[英]reading a txt file and use some specific portion of it to get an array
I am trying to read a txt file that is a mix of string and float like this: 我正在尝试读取一个由字符串和浮点数组成的txt文件,如下所示:
n_rows=55; #This describes the mask array below, not the experiment!!
n_cols=32;
# Note that 'columns' run down and rows run across!
mask = [
/*RC1 0 1 2 3 4 5 6 7 8 9 0 1 2 3 4 5 6 7 8 9 0 1 2 3 4 5 6 7 8 9 0 1 2 3 4 5 6 7 8 9 0 1 2 3 4 5 6 7 8 9 0 1 2 3 4 */
/* 0 */ 0,0,0,0,0,0,0,0,0,0, 0,0,0,0,0,0,0,0,0,0, 0,0,0,0,0,0,0,0,0,0, 0,0,0,0,0,0,0,0,0,0, 0,0,0,0,0,0,0,0,0,0, 0,0,0,0,1,
/* 1 */ 0,0,0,0,0,0,0,0,0,0, 0,0,0,0,0,0,0,0,0,0, 0,0,0,0,0,0,0,0,0,0, 0,0,0,0,0,0,0,0,0,0, 0,0,0,0,0,0,0,0,0,0, 0,0,0,0,0,
/* 2 */ 1,0,0,1,1,1,1,0,0,0, 0,0,0,0,0,0,1,0,0,0, 0,0,0,0,0,0,0,0,0,0, 0,0,0,0,1,0,0,1,0,0, 1,0,0,0,0,0,0,0,0,0, 0,0,0,1,0,
/* 3 */ 0,0,0,1,1,0,1,0,0,0, 0,0,0,0,0,0,0,0,0,0, 0,0,0,0,0,0,0,0,0,0, 0,0,0,0,0,0,0,1,0,1, 0,0,0,0,1,1,1,1,1,0, 1,0,1,1,1,
/* 4 */ 0,0,0,0,0,0,0,0,0,0, 0,0,0,0,0,0,0,0,0,0, 0,0,0,0,0,0,0,0,0,0, 0,0,0,0,0,0,0,0,0,0, 0,0,0,0,0,0,0,0,0,0, 0,0,0,0,0,
/* 5 */ 0,0,0,0,0,0,0,0,0,0, 0,0,0,0,0,0,0,0,0,0, 0,0,0,0,0,0,0,0,0,0, 0,0,0,0,1,0,0,0,0,0, 0,0,0,0,0,0,0,0,0,0, 0,0,0,0,1,
/* 6 */ 0,0,0,0,0,0,0,0,0,0, 0,0,0,0,0,0,0,0,1,0, 0,0,0,0,0,0,0,1,0,0, 0,0,0,0,0,0,0,0,0,0, 0,0,0,0,0,0,0,0,0,0, 0,0,0,0,0,
/* 7 */ 0,0,0,0,0,0,0,0,0,0, 0,0,0,0,0,0,0,0,0,0, 0,0,0,0,0,0,0,0,0,0, 0,0,0,0,0,0,0,0,0,0, 0,0,0,0,0,0,0,0,0,0, 1,1,0,0,1,
/*RC2 0 1 2 3 4 5 6 7 8 9 0 1 2 3 4 5 6 7 8 9 0 1 2 3 4 5 6 7 8 9 0 1 2 3 4 5 6 7 8 9 0 1 2 3 4 5 6 7 8 9 0 1 2 3 4 */
The only thing I want is the numbers after /* n */ that I can finally get a matrix consisting 1 and 0. There are 32 rows in total (example file only shows 8 rows) and there are useless lines in between them. 我唯一想要的是/ * n * /后面的数字,我最终可以得到一个由1和0组成的矩阵。共有32行(示例文件仅显示8行),并且它们之间没有任何用处。

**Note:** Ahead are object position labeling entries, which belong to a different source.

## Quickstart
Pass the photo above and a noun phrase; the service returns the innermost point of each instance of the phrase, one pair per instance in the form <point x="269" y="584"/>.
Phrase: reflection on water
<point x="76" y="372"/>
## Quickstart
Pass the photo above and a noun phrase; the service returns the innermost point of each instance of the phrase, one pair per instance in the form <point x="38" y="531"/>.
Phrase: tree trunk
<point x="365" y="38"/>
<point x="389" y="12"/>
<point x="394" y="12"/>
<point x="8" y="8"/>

I tried some pretty dumb way of doing this: 我尝试了一些非常愚蠢的方法:
txtlines = tuple(open(filename, 'r')) #read files so that each whole line in txt file become an element of a list)
txtlines=list(txtlines)
import re
pattern = re.compile("/*[0-31]*/") #set a pattern to remove unwanted lines
gen = [i for i in txtlines if pattern.match(i)==None] # The useless element
lines_cut = [x for x in txtlines if x not in gen]

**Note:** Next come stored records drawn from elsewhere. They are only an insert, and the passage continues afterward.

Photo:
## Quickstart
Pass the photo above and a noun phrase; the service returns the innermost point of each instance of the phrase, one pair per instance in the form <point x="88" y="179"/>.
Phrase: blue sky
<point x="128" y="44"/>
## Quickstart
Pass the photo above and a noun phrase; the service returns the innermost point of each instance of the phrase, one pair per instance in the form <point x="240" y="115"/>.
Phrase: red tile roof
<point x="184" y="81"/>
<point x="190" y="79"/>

I planned to cut off '/* n */' within each element later and change each the elements to be a 1d array of [0,1,0,1,0,0,0,...] and append all of them to be a 2d array. 我计划稍后在每个元素中截断'/ * n * /'并将每个元素更改为[0,1,0,1,0,0,0,...]的1d数组并附加所有他们是一个二维数组。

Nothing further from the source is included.